Read replicas in Azure Database for MySQL - Flexible Server

APPLIES TO: Azure Database for MySQL - Flexible Server

MySQL is one of the popular database engines for running internet-scale web and mobile applications. Many of our customers use it for their online education services, video streaming services, digital payment solutions, e-commerce platforms, gaming services, news portals, government, and healthcare websites. These services are required to serve and scale as the traffic on the web or mobile application increases.

On the applications side, the application is typically developed in Java or php and migrated to run on Azure virtual machine scale sets or Azure App Services or are containerized to run on Azure Kubernetes Service (AKS). With virtual machine scale set, App Service or AKS as underlying infrastructure, application scaling is simplified by instantaneously provisioning new VMs and replicating the stateless components of applications to cater to the requests but often, database ends up being a bottleneck as centralized stateful component.
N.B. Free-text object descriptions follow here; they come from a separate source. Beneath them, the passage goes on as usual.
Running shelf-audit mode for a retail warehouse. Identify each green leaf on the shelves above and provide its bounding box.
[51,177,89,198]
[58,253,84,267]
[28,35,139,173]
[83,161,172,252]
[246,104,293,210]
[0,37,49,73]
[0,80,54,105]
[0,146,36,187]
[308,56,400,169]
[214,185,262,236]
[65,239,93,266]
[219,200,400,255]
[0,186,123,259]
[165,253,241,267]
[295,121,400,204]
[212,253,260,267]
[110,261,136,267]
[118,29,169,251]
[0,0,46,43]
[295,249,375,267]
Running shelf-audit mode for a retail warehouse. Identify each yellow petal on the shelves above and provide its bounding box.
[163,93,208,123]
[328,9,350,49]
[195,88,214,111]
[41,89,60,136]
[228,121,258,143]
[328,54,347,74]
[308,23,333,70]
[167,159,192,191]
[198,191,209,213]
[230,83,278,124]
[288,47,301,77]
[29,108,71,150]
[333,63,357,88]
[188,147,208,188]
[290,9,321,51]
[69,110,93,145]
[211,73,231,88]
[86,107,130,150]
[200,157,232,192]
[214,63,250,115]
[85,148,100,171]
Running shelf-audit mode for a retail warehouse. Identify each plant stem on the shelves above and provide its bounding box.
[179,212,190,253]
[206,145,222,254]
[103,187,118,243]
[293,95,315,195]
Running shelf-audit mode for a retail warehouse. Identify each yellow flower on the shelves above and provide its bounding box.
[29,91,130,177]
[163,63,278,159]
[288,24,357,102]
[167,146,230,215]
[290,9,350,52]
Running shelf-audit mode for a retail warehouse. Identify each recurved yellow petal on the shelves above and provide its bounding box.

The read replica feature allows you to replicate data from an Azure Database for MySQL flexible server to a read-only server. You can replicate from the source server to up to 10 replicas. Replicas are updated asynchronously using the MySQL engine's native binary log (binlog) file position-based replication technology. To learn more about binlog replication, see the MySQL binlog replication overview.

Replicas are new servers that you manage similar to your source Azure Database for MySQL flexible servers. You will incur billing charges for each read replica based on the provisioned compute in vCores and storage in GB/ month. For more information, see pricing.

Note

The read replica feature is only available for Azure Database for MySQL - Flexible servers in the General Purpose or Memory Optimized pricing tiers. Ensure the source server is in one of these pricing tiers.

To learn more about MySQL replication features and issues, see the MySQL replication documentation.

Note

This article contains references to the term slave, a term that Microsoft no longer uses. When the term is removed from the software, we'll remove it from this article.

Common use cases for read replica

The read replica feature helps to improve the performance and scale of read-intensive workloads. Read workloads can be isolated to the replicas, while write workloads can be directed to the source.

Common scenarios are:

  • Scaling read-workloads coming from the application by using lightweight connection proxy like ProxySQL or using microservices-based pattern to scale out your read queries coming from the application to read replicas
  • BI or analytical reporting workloads can use read replicas as data source for reporting
  • For IoT or Manufacturing scenario where telemetry information is ingested into MySQL database engine while multiple read replicas are use for reporting of data

Because replicas are read-only, they don't directly reduce write-capacity burdens on the source. This feature isn't targeted at write-intensive workloads.

The read replica feature uses MySQL asynchronous replication. The feature isn't meant for synchronous replication scenarios. There will be a measurable delay between the source and the replica. The data on the replica eventually becomes consistent with the data on the source. Use this feature for workloads that can accommodate this delay.

Create a replica

If a source server has no existing replica servers, the source will first restart to prepare itself for replication.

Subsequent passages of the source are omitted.